Fractal or onion structure
Similar structure observed as you keep zooming in on a part of G.
Communities in the social networking websites
Group size: Power law distribution. Number of affiliations of nodes of a certain degree: exponential distribution. \cite{zhelevaSocialAffiliationNw} Group membership: a high fraction of singletons: especially in small groups, decreases with group size. With groups size, highest degree of member nodes increases.
Core-periphery structure
found in internet autonomous systems.
Network motifs
Basic building blocks of complex networks. Frequency of occurance compared to random graphs, function then hypothesized. Graph isomporphism checks feasible only for motifs of size \(\leq 5\).
Eg: gene regulatory networks.
Microscopic properties
Most (70 to 90%) edges are bidirectional \cite{leskovecThesis}..
Other properties
Eigenvector components distribution skewed.
Resilience to random node attacks, but suceptibility to high degree hub node attacks.
Stress.
Temporal evolution patterns
% See \cite{LeskovecThesis}.
Densification
Polynomial densification: \(|E(t)| \propto |V(t)^{\ga}|\) with \(\ga >1\). So, avg degree increases with time.
Relationship with power law degree distribution
\(\gb \in (1,2) \implies \ga = 2/\gb\).
\(\gb >2, \ga \implies\) \(\gb(n) = \frac{4n^{\ga-1}-1}{2n^{\ga-1}-1}\) changes in a certain way over time.
Both observed in actual graphs \cite{leskovecThesis}.
Shrinking diameter
Diameter shrinks over time, asymptotically levels off.
Densification alone doesn’t not result in this (experiment on \(G_{n,p}\)). Densification with particularly evolving degree sequence result in this. Nothing special about edge attachments: make random graphs with same degree sequences. \cite{leskovecThesis}
Node arrival function
N: time \(\to \set{0,1}\). High variation among networks: exponential to sublinear.
Edge initiation process
Node lifetime L
After a certain time, node does not form new edges. Spike at L=0, as many people join the network and never visit the networking website again. Best modelled by \(Pr(L = l) = ke^{-lk}\): exponential distribution.
Age
Edge initiation rate seems to stay constant accross ages.

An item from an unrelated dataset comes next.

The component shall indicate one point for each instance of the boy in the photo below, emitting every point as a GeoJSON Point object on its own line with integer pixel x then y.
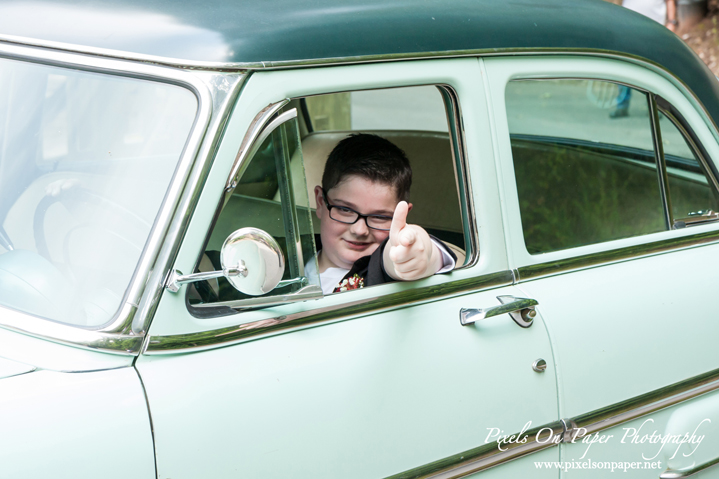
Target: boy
{"type": "Point", "coordinates": [362, 206]}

Graph shows spike at age=0, as many people join the network and never visit the networking website again.
Time gap G between edges
G follows power law with exponential cutoff. \(p(x) \propto x^{-\ga}e^{-x\gb}\). \(\ga\) stays constant with time, but \(\gb\) grows linearly.
Edge (u, v) destination selection process
Most (30 to 60%) new edges close triangles: local. Pr(v is k hops away) \(\propto e^{-ck}\); Pr(certain v: k hops away) is doubly inverse exponential as number of verteces k hops away itself grows exponentially. \cite{leskovecThesis}
For the creation of the first edge: \(Pr(degree(v) = d) \propto d^{t}\), where t = 1 or 0.9 etc..
Computer networks
Eg: Internet.
Important matrices
Matrices showing delay, traffic etc..
Matrix completion problems
Often these have missing values. So, use matrix completion approaches.
Peculiarities
Maybe try to embed network: but often triangle inequality and symetry doesn’t hold.
Missing values tend to be highly structured. But many matrix completion methods assume that missing values tend to be uniformly distributed.